Leadership traits: five rules for effective team management
When balancing the wide-ranging demands of day-to-day work, how can construction leaders build teams well – and keep them motivated?
Leading organisations and project teams is a complex art, one that requires a range of skills.
According to DSA Building Performance founder and coach Dave Stitt FCIOB, construction leaders have a particularly “tough gig”.
He explains: “They’re operating on slim margins, they’ve got difficult clients and there’s a skills shortage. Construction is high carbon and every job virtually is a prototype. That’s the environment in which they’re operating.
“I love the construction industry… I admire the people who work in it. They come to work to get stuff done and things built.”
Stitt highlights the old proverb that “the fish rots from the head”, which underlines the importance of effective leadership and its potential impact on projects.
“If the head is rotten, the rest is going to be rotten,” he says.
So, what are the most important traits of effective construction leadership?
1. Balance competing priorities
For construction leaders, there is an important balance to be found between the need to focus on tasks and the need to focus on people.

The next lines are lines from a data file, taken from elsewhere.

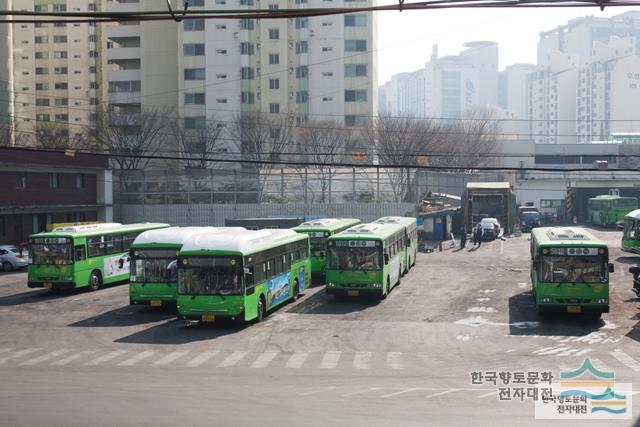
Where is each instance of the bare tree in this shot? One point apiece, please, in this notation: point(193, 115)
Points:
point(323, 143)
point(262, 139)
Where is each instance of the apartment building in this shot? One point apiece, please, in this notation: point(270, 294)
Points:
point(52, 75)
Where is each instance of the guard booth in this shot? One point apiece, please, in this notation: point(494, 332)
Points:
point(489, 200)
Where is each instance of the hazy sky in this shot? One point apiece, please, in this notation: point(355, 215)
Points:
point(405, 39)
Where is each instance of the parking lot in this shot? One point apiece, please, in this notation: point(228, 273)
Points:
point(89, 358)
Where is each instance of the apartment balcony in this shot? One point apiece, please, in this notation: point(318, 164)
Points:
point(123, 31)
point(123, 53)
point(124, 75)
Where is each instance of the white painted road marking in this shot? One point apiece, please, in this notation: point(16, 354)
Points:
point(171, 357)
point(264, 359)
point(232, 359)
point(137, 358)
point(330, 359)
point(200, 359)
point(296, 360)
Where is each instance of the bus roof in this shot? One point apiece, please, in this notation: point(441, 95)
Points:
point(243, 241)
point(97, 229)
point(330, 224)
point(560, 236)
point(175, 235)
point(371, 230)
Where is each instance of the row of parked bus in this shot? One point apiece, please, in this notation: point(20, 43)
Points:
point(211, 272)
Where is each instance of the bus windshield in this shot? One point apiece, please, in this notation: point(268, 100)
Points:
point(51, 253)
point(152, 266)
point(345, 258)
point(574, 269)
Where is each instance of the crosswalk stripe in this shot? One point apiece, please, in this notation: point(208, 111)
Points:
point(45, 357)
point(361, 360)
point(394, 360)
point(264, 359)
point(626, 359)
point(442, 393)
point(169, 358)
point(296, 360)
point(137, 358)
point(200, 359)
point(232, 359)
point(73, 357)
point(106, 357)
point(20, 353)
point(330, 359)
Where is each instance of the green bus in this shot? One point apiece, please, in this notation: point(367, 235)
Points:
point(82, 255)
point(365, 260)
point(631, 233)
point(410, 226)
point(154, 255)
point(569, 271)
point(241, 274)
point(318, 231)
point(606, 211)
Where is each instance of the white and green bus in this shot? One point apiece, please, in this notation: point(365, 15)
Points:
point(241, 274)
point(319, 231)
point(154, 255)
point(410, 226)
point(83, 255)
point(366, 260)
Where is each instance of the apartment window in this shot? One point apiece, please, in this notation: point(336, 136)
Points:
point(247, 73)
point(194, 98)
point(359, 95)
point(81, 181)
point(302, 72)
point(193, 49)
point(355, 70)
point(356, 20)
point(246, 48)
point(195, 122)
point(21, 180)
point(355, 45)
point(193, 25)
point(247, 24)
point(194, 74)
point(302, 96)
point(247, 98)
point(302, 46)
point(54, 180)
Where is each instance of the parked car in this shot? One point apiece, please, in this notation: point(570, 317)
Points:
point(491, 228)
point(13, 257)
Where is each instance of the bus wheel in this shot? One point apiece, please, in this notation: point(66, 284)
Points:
point(95, 281)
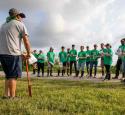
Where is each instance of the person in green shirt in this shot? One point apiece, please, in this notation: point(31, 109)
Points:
point(51, 61)
point(35, 64)
point(40, 63)
point(94, 60)
point(103, 50)
point(62, 60)
point(81, 61)
point(68, 61)
point(119, 60)
point(88, 52)
point(108, 61)
point(73, 55)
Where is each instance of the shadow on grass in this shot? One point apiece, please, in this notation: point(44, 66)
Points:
point(85, 84)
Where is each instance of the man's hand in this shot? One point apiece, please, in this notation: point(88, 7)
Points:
point(26, 56)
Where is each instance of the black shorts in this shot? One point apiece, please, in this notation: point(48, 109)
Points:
point(12, 66)
point(64, 64)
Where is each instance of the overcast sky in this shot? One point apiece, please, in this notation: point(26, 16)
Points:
point(65, 22)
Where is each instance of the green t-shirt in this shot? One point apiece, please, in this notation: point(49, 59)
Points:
point(88, 53)
point(51, 57)
point(68, 57)
point(63, 56)
point(108, 59)
point(122, 48)
point(41, 58)
point(35, 55)
point(94, 55)
point(82, 57)
point(73, 54)
point(102, 51)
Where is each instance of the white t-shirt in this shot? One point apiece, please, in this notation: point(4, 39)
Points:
point(11, 36)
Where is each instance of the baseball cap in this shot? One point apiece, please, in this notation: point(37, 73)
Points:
point(15, 12)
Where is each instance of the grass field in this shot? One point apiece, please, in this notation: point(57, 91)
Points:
point(63, 97)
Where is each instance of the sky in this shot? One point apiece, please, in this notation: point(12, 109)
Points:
point(59, 23)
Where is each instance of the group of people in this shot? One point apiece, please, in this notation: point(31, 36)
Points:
point(13, 31)
point(85, 57)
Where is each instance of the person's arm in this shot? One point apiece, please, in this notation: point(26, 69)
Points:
point(27, 45)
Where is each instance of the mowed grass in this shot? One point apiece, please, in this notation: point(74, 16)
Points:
point(63, 97)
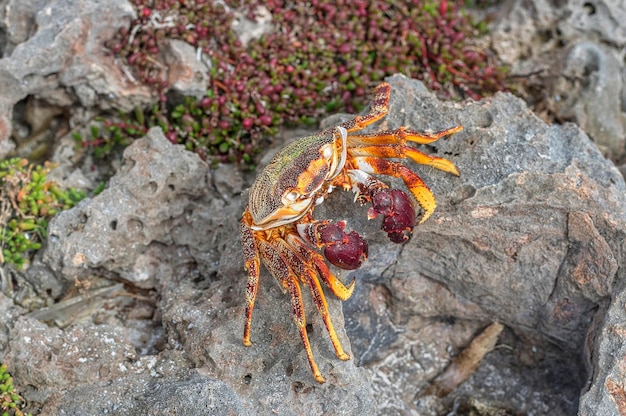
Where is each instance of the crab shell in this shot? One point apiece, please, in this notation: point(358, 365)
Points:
point(297, 178)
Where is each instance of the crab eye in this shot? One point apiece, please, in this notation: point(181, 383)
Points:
point(292, 196)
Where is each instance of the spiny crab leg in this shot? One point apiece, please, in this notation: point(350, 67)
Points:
point(311, 257)
point(416, 185)
point(282, 272)
point(396, 148)
point(252, 265)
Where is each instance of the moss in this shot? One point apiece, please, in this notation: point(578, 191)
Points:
point(320, 57)
point(27, 202)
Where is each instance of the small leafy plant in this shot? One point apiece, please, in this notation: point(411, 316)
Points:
point(28, 200)
point(319, 57)
point(10, 402)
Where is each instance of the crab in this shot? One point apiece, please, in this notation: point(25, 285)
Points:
point(278, 228)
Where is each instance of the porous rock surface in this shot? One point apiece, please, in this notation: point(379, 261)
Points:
point(568, 57)
point(531, 235)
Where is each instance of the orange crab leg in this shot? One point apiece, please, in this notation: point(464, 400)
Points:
point(416, 185)
point(401, 135)
point(299, 317)
point(311, 257)
point(378, 109)
point(398, 151)
point(279, 268)
point(252, 265)
point(309, 276)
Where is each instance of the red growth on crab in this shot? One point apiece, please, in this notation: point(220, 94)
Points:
point(398, 211)
point(346, 251)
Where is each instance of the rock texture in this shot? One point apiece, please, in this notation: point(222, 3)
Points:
point(530, 236)
point(135, 305)
point(568, 58)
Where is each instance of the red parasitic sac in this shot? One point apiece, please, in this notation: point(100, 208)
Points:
point(346, 251)
point(399, 213)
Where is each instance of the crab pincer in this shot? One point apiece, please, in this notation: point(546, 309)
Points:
point(398, 211)
point(344, 250)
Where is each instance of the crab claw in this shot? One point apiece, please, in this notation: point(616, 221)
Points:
point(398, 210)
point(346, 251)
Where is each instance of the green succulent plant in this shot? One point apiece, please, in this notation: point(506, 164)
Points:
point(28, 200)
point(11, 402)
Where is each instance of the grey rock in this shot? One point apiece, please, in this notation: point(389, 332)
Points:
point(589, 92)
point(145, 203)
point(55, 51)
point(568, 56)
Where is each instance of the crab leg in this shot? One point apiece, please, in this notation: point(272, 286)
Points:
point(252, 265)
point(309, 276)
point(398, 151)
point(401, 135)
point(299, 317)
point(416, 185)
point(279, 267)
point(311, 257)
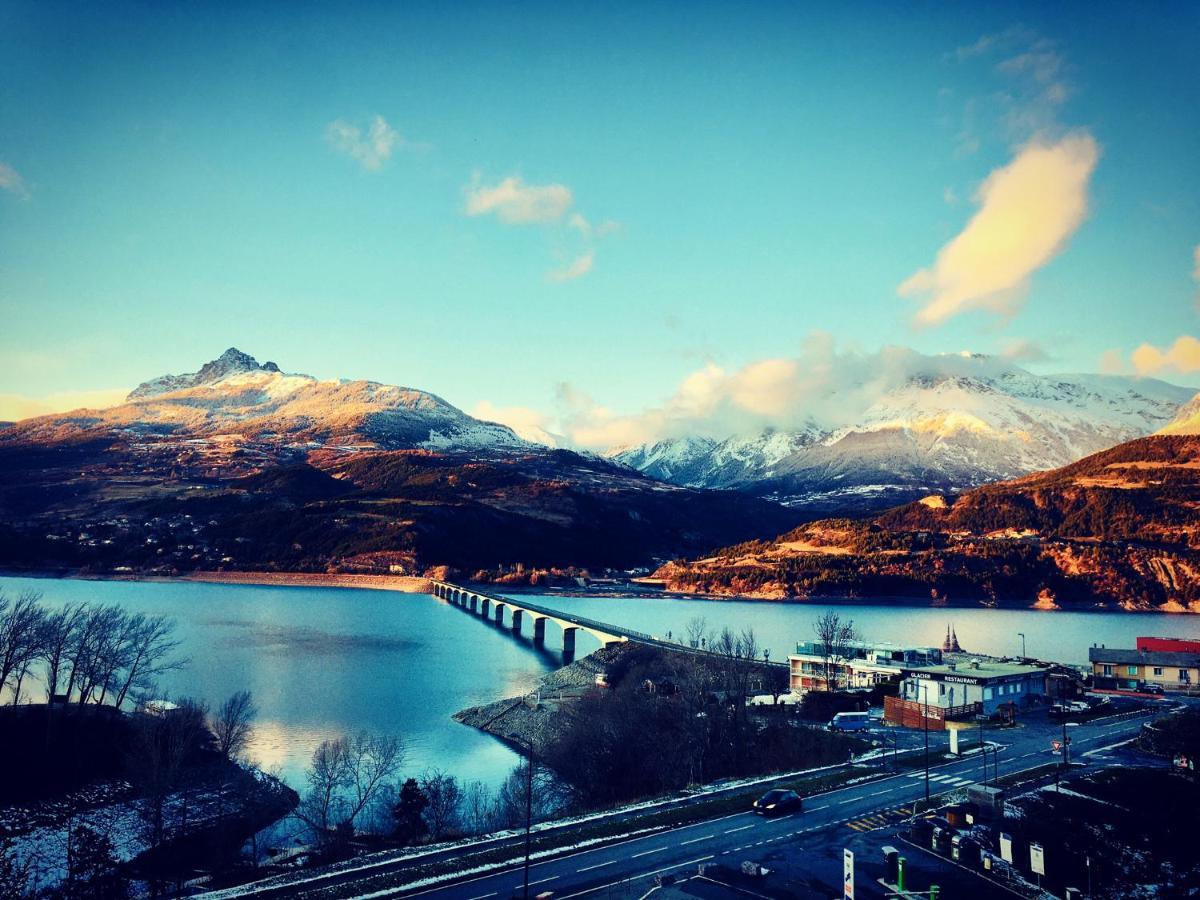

Stitt sees a task focus as a “positive trait”. However, he emphasises the need for balance as it can mean “you’re not spending energy on your people, and it’s them who get the job done”.
He explains: “Almost all the people I work with are task focused, and focused on getting the job done. Part of getting the job done is getting tasks completed.
“It’s natural that people who come into construction want to get things built and are task focused. But set in that mode they’re not engaging with their people, getting them on board and building their team.”
In addition, clarification of who is responsible for people development within a business or project team is needed. “Project directors say HR are responsible and HR say it’s project directors,” Stitt says.
“There can be a stand-off between HR and the project leadership team and, in the meantime, their people are left to fend for themselves.”
This often means disgruntled employees resign and move on, which in turn poses more challenges.
“So, we have this skills shortage, which is also a leadership issue,” Stitt says. “Leadership is about providing direction and then creating an environment where everyone can come to work and do their best work.”
2. Empower the workforce
Focusing on people and cultivating a motivated workforce is also beneficial for construction leaders and their teams.
At times in the construction industry, the default conversation is “command and control”, which doesn’t necessarily encourage this.
Stitt explains: “People are telling people what to do, but if I’m your boss and tell you what to do, you just stop thinking for yourself and wait for orders.
“It just doesn’t work effectively, particularly for Millennials and even more for Gen Z. Command and control is holding the industry back.”
To combat these challenges, Stitt is training people in “how to go about things using a coaching style of management rather than command and control”.
This involves asking more, listening more and enabling people to think for themselves rather than giving them the answer and telling them what to do.
However, amid the daily challenges in the construction industry, this is at times easier said than done.
“People are frantically busy and it’s easier for them to say: ‘just do this’,” Stitt says. “To ask questions, listen and enable takes time and commitment to the other person’s success rather than just getting the job done.”
3. Have a long-term focus
Another useful trait for construction leaders to develop is looking to the future.
To ask questions, listen and enable takes time and commitment to the other person’s success rather than just getting the job done
Stitt believes the industry’s primary focus tends to be “urgent” issues, while “important [issues] will have to wait for another day”.
He explains: “There’s a lot of firefighting to get the project built, shooting from the hip, reacting. Important things like net zero, diversity, developing people aren’t on the radar for today.
“There’s a fixing mentality and problem solving. If it’s not urgent it’s going to have to wait.”
As such, Stitt believes leaders must slow down and “tune into what’s important to them, their organisation and their team and then work out what to do about it, together”.
4. Give people purpose
People need purpose and meaning in their work, along with an appreciation of the bigger picture to which they are contributing.
For example, where one worker might say they are putting one brick on top of another brick, another might say that they are building a cathedral. These are two very different perspectives.
“The second person has a much better sense of the meaning of their work,” Stitt says. “We’re dealing with massive issues. The purpose of the industry, of an organisation and projects. Purpose is a leadership conversation.
“We employ fantastic people and yet it’s those guys at the top who are trying to do everything themselves. People want a sense of meaning in their work and to be able to get on with it.”
5. Do the right thing
Stitt adds that in construction, professional ethics are rarely discussed, nor tested against codes of conduct, unlike in other professions. “Some of the behaviours in the construction industry are unethical,” he stresses.